Wednesday, May 27, 2009

I have a little Ubuntu and a big afghan

Well, this Wednesday's post is even later than usual. I have early Wednesday mornings set aside for blogging (in a time slot that used to be a networking group but is now only a social get-together-for-breakfast-if-anybody-shows-up thing), and I take my little Dell 9" Inspiron to Central Market Cafe to do it. But in one of the endless, relentless stream of updates for Ubuntu (look it up), I think I wasn't paying attention and something got messed up. My Gnome menu bar was gone, and when I managed to get it back, selecting "Quit" to restart the machine made it disappear again. So I'm wrestling with it now. I'm sure I'll get it running again, but who knows how long it'll take. And what it'll do to my blood pressure in the meantime.

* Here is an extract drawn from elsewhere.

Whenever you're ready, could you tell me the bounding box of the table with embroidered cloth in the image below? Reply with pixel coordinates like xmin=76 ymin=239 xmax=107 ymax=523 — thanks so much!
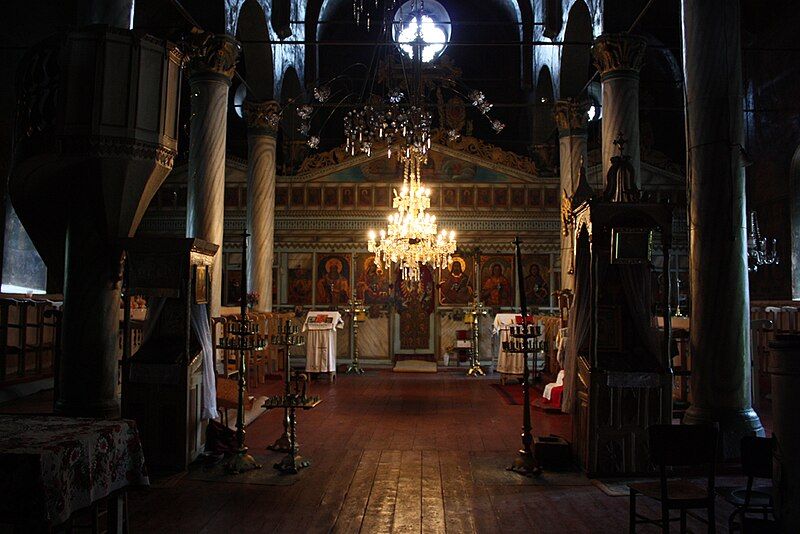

So anyway...I'm spending most of my knitting time lately on Holly's afghan. Holly is my sister's husband's brother's wife. My sister-in-law-in-law. A while back she decided to learn to knit by making an afghan. Note: Your very first knitting project should probably be something like, oh, a scarf. Not only flat and easy to handle, but small. Do-able in some reasonable amount of time. Unlike an afghan, which is acres and acres, and takes for freakin' ever to finish. Holly bought the yarn and got advice on a simple pattern from the fine people at the Yarn Barn in San Antonio. She worked stalwartly and finished about a foot (that's a lot on an afghan). Unfortunately, though, there were some problems and rather than being basically rectangular shaped it was, at best, a parallelogram. Bordering on "L" shaped. So she took it back to the Yarn Barn, they frogged it for her with their ball winder, and gave her a different simple pattern. She worked on that for a while, then realized she was sick of the whole thing.

Enter yours truly. We went to S.A. for a visit, and she said she had some yarn for me. She was giving up on the afghan, and asked if I wanted the yarn. Cool; sure. I went to pick it up and her husband (my brother-in-law-in-law) said, "You're just giving her the yarn? I thought you were going to get her to knit it for us." Ah-ha. I might have said no, but at that point Holly was starting the testing in preparation for a lung transplant. Seriously, how can you deny someone facing a lung transplant their own fuzzy warm afghan?

So I'm knitting an afghan. And knitting. And knitting. And knitting. It's a simple basketweave pattern, 20 stitches wide. It doesn't take much thought so it's easy to work on while I'm watching TV. It's very large, though, so progress is sloooow. I've set a quota of five rows a day, which will allow me to complete a row of squares in about five days, so the whole thing should only take...about two months.

A scarf. Seriously, start with a scarf.